La combustione del tabacco gli bruciò la gola, facendogli provare l'istinto di tossire e schiarirsi la voce. Non lo fece, tuttavia, preso com'era ad osservare il mondo fuori dalla finestra del loro appartamento.
Riuscì a notare alcuni lampioni accessi, con il loro sfarfallio poco rassicurante. Distante appena pochi metri, un metronotte a fine turno, un netturbino che, stringendosi nello spesso cappotto fornito dalla sua Azienda, cercava di rendere la strada pulita in tempo per l'alba, prima che la città tornasse a svegliarsi, chi impegnato a lavorare, chi a studiare, chi a, semplicemente, vagare.
Sbuffò una nuvola di fumo sul vetro lievemente appannato a causa della differenza di temperatura interna ed esterna, nonostante il clima dentro casa fosse tutt'altro che confortevole.
Voltò appena il capo in direzione della porta dell'appartamento, cercando la piccola scatolina contenente il termostato. Il numero impresso sullo schermo consumato non lo impressionò: dodici gradi.
Avrebbe sopportato quel clima che, in pochi, sarebbero riusciti ad accettare anche solamente per qualche ora; era abituato, in ogni caso.
Non avevano abbastanza soldi da potersi permettere un impianto a gas decente, lui e Mail. Avevano rinunciato a farlo funzionare durante il primo inverno trascorso tra quelle quattro mura.
Quel pensiero, riportò la sua mente al ragazzo dai capelli ramati addormentato nel suo letto, nel loro letto, in effetti l'unico presente in casa.
Ricordò il suo corpo agile sepolto sotto spesse coltri di coperte di lana, recuperate dalle abitazioni di alcune sventurate persone incontrate sul loro cammino.
Inspirò ancora, sotto il crepitio della carta che bruciava, emettendo un lieve odore sgradevole, chiudendo successivamente gli occhi. La sensazione di tepore sulle dita, causata dal filtro della sigaretta che, lentamente, veniva consumata dai suoi polmoni provati, gli ricordò la notte dell'esplosione.

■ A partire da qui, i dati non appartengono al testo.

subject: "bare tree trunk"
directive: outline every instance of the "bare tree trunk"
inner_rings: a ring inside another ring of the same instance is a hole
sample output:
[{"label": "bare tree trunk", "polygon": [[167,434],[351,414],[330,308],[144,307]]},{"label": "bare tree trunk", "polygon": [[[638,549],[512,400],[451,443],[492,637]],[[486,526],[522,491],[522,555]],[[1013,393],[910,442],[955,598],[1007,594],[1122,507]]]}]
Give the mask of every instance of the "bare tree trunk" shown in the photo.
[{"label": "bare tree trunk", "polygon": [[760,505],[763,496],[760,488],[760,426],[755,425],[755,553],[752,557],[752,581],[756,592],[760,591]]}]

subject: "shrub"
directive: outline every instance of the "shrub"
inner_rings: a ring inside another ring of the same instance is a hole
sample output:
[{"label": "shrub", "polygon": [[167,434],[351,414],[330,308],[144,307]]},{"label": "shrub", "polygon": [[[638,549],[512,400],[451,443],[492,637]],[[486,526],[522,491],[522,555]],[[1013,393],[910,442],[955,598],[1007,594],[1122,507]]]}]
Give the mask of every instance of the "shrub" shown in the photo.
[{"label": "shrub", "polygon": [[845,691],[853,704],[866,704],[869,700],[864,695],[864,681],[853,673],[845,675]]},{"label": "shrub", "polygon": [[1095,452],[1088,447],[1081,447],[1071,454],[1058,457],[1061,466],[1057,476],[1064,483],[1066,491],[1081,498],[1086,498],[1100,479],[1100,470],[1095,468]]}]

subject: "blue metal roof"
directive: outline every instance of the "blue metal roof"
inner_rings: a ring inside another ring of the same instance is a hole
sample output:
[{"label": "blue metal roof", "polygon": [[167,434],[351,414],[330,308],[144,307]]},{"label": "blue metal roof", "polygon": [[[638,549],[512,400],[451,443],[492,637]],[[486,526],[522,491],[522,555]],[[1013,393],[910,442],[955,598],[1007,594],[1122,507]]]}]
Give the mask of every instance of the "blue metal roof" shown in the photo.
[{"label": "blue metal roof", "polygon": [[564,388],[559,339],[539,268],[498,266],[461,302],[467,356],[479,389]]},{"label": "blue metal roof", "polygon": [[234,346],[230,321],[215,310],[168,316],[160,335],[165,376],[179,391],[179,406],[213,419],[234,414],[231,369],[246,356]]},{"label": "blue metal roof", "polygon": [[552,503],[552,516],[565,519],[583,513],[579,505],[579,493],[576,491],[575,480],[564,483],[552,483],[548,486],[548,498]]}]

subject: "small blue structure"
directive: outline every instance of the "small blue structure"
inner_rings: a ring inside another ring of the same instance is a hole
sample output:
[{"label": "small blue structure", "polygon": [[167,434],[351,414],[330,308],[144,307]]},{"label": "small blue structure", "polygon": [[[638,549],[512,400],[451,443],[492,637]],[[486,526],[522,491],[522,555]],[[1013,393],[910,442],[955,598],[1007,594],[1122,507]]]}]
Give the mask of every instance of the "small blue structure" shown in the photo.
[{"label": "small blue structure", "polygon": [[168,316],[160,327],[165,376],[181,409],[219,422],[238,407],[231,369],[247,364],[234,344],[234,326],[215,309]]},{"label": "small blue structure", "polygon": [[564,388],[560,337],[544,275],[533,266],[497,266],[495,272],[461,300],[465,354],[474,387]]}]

In verità, ogni aspetto della sua vita, lo faceva pensare a quegli istanti. Aveva rimosso ogni specchio da casa, ogni singolo oggetto che avrebbe potuto riflettere la sua immagine compromessa e deturpata.
Riaprì gli occhi, scacciando quei pensieri dalla sua mente. Controllo.
Senza esso, sarebbe solamente stata una pedina, un essere inutile, un parassita dell'intera società; non che lui avesse molto a che fare con essa.
Preferiva restare nella sua tana sporca e fredda. In fondo, le indagini che conduceva, non lo obbligavano a mettersi in mostra. Una parte di lui avrebbe desiderato farlo, dovette ammetterlo a sé stesso, esattamente come il giovane Mihael che era stato.
Ingenuo.
Gettò il mozzicone consumato a terra, formando l'ennesimo foto nella moquette. Pazienza, si disse, il proprietario di casa non era certo un tipo esigente; anzi, era già fortunato a non essere stato ancora attraversato da una cascata di piombo, proveniente dalla sua pistola che, ora, giaceva sul tavolino basso di fronte al divano rotto e consumato.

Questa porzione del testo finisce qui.